Lesung: 1. Johannes 3,1-3
Seht, welch eine Liebe hat uns der Vater erwiesen, dass wir Gottes Kinder heißen sollen – und wir sind es auch! Darum erkennt uns die Welt nicht; denn sie hat ihn nicht erkannt.
Meine Lieben, wir sind schon Gottes Kinder; es ist aber noch nicht offenbar geworden, was wir sein werden. Wir wissen: Wenn es offenbar wird, werden wir ihm gleich sein; denn wir werden ihn sehen, wie er ist.
Und jeder, der solche Hoffnung auf ihn hat, der reinigt sich, wie auch jener rein ist.
Evangelium: Mt 5,-12a
Als Jesus die vielen Menschen sah, stieg er auf den Berg. Er setzte sich und seine Jünger traten zu ihm. Und er öffnete seinen Mund, er lehrte sie und sprach:
Selig, die arm sind vor Gott; denn ihnen gehört das Himmelreich.
Selig die Trauernden; denn sie werden getröstet werden.
Selig die Sanftmütigen; denn sie werden das Land erben.

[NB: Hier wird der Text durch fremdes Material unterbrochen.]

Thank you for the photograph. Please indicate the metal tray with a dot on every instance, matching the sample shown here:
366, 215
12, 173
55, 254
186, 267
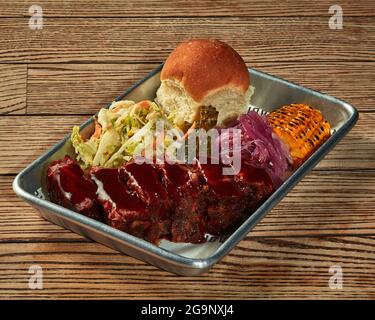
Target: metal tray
184, 259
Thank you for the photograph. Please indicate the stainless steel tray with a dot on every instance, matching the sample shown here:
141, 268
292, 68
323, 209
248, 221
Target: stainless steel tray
184, 259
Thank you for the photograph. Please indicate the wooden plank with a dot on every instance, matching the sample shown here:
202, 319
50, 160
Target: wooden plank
85, 88
23, 139
323, 203
152, 39
183, 8
13, 89
287, 268
79, 88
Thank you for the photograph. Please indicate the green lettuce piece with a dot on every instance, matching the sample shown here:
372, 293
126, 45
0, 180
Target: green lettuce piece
109, 143
85, 150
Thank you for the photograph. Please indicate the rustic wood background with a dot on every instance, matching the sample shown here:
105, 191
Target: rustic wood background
90, 51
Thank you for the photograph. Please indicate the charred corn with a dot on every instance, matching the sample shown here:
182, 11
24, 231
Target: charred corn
302, 128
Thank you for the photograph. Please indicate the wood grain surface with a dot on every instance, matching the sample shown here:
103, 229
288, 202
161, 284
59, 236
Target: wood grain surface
90, 51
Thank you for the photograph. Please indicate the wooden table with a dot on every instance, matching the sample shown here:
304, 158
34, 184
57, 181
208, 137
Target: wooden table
90, 51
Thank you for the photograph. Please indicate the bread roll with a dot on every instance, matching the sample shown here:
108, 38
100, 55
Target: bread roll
204, 73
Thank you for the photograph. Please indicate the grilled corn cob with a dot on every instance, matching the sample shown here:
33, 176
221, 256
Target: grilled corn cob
302, 128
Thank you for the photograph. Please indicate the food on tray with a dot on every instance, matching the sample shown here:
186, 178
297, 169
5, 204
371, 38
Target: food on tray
204, 73
260, 147
178, 202
118, 132
204, 84
302, 128
68, 186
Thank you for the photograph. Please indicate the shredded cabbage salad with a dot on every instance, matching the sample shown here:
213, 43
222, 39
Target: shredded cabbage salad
119, 130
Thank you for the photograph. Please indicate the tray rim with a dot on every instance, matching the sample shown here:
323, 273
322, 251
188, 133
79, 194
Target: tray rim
237, 235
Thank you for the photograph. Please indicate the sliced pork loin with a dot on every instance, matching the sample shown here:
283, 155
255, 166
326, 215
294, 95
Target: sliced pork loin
184, 185
69, 187
178, 202
126, 206
231, 199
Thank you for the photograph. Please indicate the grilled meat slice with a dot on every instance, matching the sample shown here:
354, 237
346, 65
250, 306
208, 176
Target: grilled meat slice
127, 211
178, 202
231, 198
184, 186
68, 186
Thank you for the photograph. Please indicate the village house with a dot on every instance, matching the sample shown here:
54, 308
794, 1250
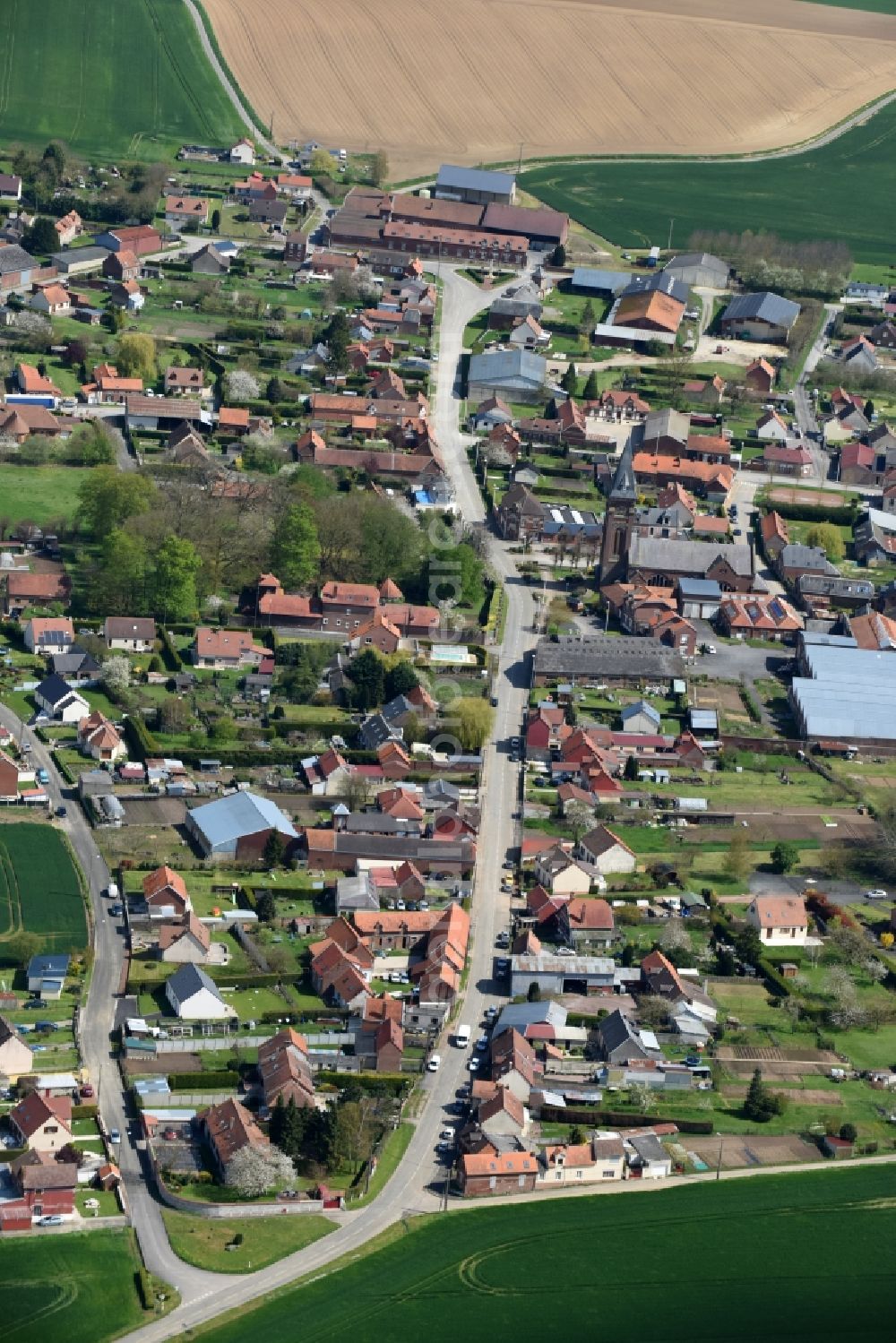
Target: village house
182, 943
69, 228
780, 920
285, 1069
226, 649
185, 382
15, 1055
586, 923
228, 1128
42, 1123
166, 895
120, 266
603, 852
129, 633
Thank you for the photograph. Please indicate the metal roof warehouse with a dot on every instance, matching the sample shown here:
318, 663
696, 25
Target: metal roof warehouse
849, 694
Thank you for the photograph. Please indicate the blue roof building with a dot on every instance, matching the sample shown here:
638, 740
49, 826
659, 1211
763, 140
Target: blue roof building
476, 185
238, 826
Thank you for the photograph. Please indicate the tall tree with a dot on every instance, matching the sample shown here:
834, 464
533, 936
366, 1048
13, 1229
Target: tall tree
295, 547
367, 675
379, 168
177, 568
136, 356
338, 337
737, 857
474, 719
108, 498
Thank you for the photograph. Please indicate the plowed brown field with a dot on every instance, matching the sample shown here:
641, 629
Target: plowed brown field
470, 81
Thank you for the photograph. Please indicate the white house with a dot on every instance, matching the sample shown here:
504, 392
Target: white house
244, 152
772, 427
581, 1163
605, 852
780, 920
194, 995
56, 697
48, 634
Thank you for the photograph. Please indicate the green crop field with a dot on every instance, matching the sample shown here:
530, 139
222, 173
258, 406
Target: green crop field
782, 1257
78, 1288
39, 493
110, 78
39, 888
841, 191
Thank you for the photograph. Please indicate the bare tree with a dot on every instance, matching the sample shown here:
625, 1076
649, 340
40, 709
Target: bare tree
675, 936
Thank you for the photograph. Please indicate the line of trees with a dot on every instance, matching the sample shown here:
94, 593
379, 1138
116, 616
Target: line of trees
766, 261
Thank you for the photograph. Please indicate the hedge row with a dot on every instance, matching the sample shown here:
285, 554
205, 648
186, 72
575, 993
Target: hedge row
220, 1080
378, 1084
842, 516
144, 1288
618, 1119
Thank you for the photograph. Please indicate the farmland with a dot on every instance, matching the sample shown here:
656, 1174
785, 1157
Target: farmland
116, 80
78, 1287
490, 1270
39, 890
39, 493
842, 190
263, 1240
614, 73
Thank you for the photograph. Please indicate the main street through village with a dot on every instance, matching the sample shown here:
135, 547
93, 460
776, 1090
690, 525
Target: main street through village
418, 1184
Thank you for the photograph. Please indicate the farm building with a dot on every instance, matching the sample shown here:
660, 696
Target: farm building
238, 826
699, 269
759, 317
516, 374
474, 185
194, 997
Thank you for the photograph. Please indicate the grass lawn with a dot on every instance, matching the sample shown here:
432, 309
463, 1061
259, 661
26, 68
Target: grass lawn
128, 81
80, 1287
39, 888
841, 191
394, 1149
481, 1276
203, 1243
39, 493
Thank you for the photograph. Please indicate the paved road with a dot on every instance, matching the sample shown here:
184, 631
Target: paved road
228, 89
417, 1186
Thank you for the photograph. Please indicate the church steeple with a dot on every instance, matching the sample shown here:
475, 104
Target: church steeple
618, 520
625, 487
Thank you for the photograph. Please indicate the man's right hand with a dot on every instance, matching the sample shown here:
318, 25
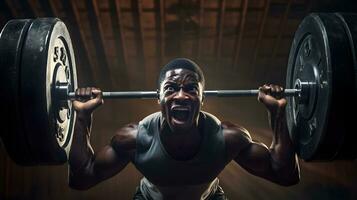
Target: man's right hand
87, 99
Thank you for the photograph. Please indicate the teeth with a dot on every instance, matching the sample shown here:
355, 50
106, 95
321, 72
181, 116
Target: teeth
181, 114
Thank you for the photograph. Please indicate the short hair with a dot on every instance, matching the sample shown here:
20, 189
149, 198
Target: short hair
181, 63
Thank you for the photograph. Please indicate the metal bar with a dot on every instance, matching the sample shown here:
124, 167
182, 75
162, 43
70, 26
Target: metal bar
77, 32
207, 93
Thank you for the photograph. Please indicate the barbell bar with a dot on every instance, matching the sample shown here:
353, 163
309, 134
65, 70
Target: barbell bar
207, 93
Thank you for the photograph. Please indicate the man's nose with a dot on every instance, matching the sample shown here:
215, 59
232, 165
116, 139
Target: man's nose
181, 95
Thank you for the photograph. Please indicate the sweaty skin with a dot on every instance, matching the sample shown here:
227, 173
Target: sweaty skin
181, 98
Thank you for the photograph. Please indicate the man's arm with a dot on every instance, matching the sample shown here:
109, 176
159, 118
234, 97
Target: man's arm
86, 167
278, 163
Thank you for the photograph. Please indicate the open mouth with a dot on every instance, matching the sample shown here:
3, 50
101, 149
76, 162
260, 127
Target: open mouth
181, 114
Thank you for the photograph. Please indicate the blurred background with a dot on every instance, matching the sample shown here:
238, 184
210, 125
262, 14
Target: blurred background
122, 44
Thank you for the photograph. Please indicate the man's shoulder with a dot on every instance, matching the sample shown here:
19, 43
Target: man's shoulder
146, 121
125, 137
234, 131
236, 137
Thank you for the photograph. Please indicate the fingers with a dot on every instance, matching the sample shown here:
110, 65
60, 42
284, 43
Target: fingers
275, 91
88, 93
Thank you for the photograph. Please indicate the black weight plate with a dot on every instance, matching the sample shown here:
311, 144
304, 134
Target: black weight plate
37, 75
320, 53
348, 150
12, 134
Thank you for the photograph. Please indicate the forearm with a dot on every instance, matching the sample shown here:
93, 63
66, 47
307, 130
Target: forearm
81, 155
283, 158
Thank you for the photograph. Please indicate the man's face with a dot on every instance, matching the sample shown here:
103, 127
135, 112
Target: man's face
181, 99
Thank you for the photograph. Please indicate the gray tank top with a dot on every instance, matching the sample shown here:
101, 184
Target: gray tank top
161, 169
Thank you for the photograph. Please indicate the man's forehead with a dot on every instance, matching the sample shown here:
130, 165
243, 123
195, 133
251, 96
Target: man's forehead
179, 73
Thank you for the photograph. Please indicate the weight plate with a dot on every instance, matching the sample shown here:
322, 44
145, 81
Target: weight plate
348, 150
320, 54
47, 57
12, 134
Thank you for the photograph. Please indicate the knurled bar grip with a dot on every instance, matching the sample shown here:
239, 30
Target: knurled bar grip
207, 93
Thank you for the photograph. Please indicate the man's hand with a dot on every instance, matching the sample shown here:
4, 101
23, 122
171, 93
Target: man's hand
272, 96
87, 99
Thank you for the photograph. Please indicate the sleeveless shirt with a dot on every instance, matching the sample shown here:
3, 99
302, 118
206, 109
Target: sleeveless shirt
158, 167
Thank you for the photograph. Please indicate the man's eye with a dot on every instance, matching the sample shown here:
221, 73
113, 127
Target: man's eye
192, 88
169, 89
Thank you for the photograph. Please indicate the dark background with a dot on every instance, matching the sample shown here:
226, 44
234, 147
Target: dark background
121, 45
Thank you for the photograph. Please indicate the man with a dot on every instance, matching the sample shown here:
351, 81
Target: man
181, 150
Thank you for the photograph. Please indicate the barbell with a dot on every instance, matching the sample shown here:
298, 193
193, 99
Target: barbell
39, 78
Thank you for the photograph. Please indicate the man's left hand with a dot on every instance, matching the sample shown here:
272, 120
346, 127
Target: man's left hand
272, 96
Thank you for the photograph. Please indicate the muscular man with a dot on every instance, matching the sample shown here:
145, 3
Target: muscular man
181, 150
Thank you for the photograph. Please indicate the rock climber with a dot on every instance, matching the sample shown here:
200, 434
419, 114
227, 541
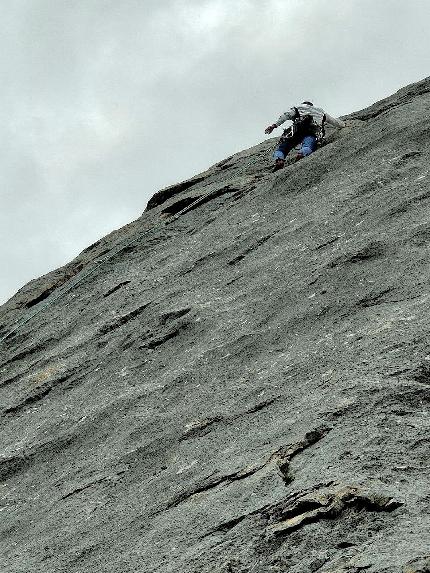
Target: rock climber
307, 131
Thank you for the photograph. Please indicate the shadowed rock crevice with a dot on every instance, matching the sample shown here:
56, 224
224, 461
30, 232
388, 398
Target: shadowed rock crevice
165, 194
325, 503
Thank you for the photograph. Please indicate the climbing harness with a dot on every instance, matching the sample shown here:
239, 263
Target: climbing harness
85, 273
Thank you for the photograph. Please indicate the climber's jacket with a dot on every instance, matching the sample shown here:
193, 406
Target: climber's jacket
319, 116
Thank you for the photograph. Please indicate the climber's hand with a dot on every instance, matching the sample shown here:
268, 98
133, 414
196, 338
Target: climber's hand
270, 128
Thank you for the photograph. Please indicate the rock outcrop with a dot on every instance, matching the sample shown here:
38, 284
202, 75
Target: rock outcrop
242, 388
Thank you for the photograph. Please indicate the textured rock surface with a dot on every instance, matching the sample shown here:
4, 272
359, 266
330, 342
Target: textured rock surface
243, 389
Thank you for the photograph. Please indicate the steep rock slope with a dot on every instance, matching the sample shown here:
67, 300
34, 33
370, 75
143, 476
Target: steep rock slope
244, 388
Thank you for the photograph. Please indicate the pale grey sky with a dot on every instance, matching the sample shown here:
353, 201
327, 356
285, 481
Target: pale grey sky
103, 102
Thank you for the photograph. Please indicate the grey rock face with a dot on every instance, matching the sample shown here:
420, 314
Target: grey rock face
243, 388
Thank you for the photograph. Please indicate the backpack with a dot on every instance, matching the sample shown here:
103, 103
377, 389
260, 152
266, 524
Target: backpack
305, 125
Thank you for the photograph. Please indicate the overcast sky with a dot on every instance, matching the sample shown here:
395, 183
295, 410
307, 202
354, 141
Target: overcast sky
103, 102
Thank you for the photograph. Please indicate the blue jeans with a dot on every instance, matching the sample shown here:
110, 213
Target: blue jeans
309, 145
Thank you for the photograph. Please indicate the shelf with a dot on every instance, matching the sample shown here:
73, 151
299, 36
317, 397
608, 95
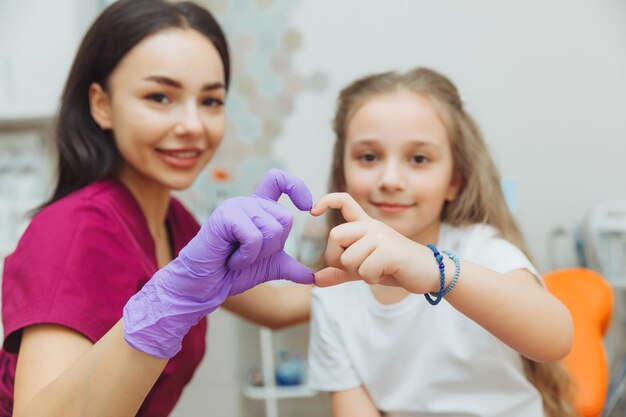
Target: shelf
278, 392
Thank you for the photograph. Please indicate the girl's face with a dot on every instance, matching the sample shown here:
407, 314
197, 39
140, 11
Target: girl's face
165, 107
398, 163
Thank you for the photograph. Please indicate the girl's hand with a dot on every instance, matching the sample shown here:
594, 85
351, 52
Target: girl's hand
367, 249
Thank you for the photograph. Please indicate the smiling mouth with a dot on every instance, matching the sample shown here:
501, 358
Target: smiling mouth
182, 154
180, 158
392, 207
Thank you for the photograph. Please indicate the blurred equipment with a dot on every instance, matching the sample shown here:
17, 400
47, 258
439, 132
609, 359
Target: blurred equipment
604, 240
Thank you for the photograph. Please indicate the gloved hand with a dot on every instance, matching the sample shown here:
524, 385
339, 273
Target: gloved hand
239, 247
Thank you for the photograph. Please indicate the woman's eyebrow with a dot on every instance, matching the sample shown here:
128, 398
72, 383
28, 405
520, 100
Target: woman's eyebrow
160, 79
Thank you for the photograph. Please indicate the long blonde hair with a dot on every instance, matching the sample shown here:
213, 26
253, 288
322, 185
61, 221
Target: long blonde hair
480, 198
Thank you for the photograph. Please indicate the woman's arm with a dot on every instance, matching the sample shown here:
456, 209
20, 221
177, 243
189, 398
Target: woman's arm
353, 402
273, 307
60, 373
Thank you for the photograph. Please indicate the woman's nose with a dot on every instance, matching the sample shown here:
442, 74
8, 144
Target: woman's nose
391, 178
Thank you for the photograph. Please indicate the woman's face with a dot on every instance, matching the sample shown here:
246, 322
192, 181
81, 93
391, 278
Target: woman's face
165, 107
398, 163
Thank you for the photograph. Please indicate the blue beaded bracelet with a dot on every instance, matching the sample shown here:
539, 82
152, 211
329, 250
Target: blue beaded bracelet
442, 276
457, 270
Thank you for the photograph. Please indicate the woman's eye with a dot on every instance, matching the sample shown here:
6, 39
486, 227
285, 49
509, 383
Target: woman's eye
212, 102
367, 157
419, 159
159, 98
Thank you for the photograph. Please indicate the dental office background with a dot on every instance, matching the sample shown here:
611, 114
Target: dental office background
546, 81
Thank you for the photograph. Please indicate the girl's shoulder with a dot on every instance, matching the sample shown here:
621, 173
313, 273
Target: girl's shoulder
483, 244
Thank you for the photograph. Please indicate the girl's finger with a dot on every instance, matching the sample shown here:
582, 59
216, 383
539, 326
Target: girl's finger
350, 209
340, 238
354, 256
333, 276
372, 269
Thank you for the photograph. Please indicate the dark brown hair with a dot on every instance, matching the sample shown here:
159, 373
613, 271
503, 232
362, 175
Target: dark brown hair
87, 153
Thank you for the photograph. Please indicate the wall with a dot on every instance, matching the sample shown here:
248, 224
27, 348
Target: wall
545, 80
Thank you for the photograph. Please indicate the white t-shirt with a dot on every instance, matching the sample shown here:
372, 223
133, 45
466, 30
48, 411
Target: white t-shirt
415, 359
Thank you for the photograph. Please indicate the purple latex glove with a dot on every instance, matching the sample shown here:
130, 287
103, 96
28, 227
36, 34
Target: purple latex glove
239, 246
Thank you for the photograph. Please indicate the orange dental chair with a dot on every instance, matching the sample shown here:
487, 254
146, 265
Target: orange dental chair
589, 298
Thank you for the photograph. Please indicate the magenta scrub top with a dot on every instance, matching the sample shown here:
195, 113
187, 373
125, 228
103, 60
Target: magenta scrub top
77, 264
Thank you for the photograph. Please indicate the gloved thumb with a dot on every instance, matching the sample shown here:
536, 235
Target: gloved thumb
286, 267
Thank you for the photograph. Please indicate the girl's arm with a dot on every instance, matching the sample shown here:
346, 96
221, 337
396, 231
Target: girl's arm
60, 373
353, 402
515, 309
273, 307
513, 306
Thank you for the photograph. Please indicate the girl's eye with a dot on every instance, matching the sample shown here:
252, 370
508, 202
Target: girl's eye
159, 98
419, 159
212, 102
367, 157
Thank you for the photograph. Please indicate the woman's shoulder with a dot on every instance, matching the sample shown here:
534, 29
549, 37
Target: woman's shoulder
104, 209
102, 195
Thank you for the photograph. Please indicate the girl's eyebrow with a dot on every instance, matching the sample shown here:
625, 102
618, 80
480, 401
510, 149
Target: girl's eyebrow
160, 79
416, 142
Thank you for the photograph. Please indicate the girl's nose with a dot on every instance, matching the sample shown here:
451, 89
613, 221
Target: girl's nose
189, 123
391, 177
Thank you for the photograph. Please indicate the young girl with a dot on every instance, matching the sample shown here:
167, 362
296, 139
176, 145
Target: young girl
87, 330
415, 171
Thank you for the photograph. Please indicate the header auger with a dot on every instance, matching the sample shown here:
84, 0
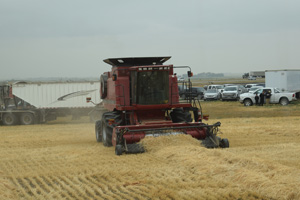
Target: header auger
142, 99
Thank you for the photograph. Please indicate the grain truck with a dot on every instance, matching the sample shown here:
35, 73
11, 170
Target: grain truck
284, 80
30, 103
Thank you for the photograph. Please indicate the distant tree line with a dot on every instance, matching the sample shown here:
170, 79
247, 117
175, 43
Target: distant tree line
207, 75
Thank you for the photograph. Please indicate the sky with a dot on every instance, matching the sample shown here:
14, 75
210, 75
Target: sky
71, 38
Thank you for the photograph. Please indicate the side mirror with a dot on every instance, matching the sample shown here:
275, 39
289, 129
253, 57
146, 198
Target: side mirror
88, 99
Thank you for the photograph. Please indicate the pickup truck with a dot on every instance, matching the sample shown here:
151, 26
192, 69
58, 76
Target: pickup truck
284, 98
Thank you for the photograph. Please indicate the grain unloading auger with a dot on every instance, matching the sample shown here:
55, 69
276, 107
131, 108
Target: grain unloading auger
142, 99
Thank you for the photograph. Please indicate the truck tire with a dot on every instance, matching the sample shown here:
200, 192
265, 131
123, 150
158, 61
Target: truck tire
103, 90
248, 102
10, 119
284, 101
98, 130
27, 119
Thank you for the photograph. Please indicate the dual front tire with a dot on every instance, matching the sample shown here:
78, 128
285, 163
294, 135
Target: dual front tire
103, 133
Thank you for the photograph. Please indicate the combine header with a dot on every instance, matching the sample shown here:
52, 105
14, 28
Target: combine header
142, 99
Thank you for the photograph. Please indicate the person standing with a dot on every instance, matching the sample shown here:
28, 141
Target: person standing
256, 99
262, 98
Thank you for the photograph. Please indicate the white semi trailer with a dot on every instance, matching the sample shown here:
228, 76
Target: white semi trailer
284, 80
257, 74
30, 103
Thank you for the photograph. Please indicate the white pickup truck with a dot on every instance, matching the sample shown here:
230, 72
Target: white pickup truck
284, 98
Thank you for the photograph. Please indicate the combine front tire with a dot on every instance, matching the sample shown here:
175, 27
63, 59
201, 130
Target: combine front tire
27, 118
179, 115
119, 150
224, 143
106, 135
98, 130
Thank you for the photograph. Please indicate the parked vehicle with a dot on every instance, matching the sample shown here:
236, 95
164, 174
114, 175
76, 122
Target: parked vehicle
254, 88
180, 79
217, 87
195, 92
257, 74
284, 80
30, 103
284, 98
212, 94
248, 86
233, 92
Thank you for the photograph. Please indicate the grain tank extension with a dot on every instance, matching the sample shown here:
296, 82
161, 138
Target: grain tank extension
142, 99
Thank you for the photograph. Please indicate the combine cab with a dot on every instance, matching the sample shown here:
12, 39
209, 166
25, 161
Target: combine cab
141, 96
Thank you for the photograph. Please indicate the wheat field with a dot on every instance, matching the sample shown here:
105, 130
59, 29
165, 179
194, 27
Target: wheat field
62, 160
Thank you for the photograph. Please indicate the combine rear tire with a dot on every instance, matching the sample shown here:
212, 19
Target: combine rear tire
224, 143
106, 135
119, 150
27, 118
98, 130
9, 119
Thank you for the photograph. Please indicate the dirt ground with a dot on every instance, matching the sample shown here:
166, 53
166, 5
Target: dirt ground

Selig, die hungern und dürsten nach der Gerechtigkeit; denn sie werden gesättigt werden.
Selig die Barmherzigen; denn sie werden Erbarmen finden.
Selig, die rein sind im Herzen; denn sie werden Gott schauen.
Selig, die Frieden stiften; denn sie werden Kinder Gottes genannt werden.
Selig, die verfolgt werden um der Gerechtigkeit willen; denn ihnen gehört das Himmelreich.
Selig seid ihr, wenn man euch schmäht und verfolgt und alles Böse über euch redet um meinetwillen.
Freut euch und jubelt: Denn euer Lohn wird groß sein im Himmel.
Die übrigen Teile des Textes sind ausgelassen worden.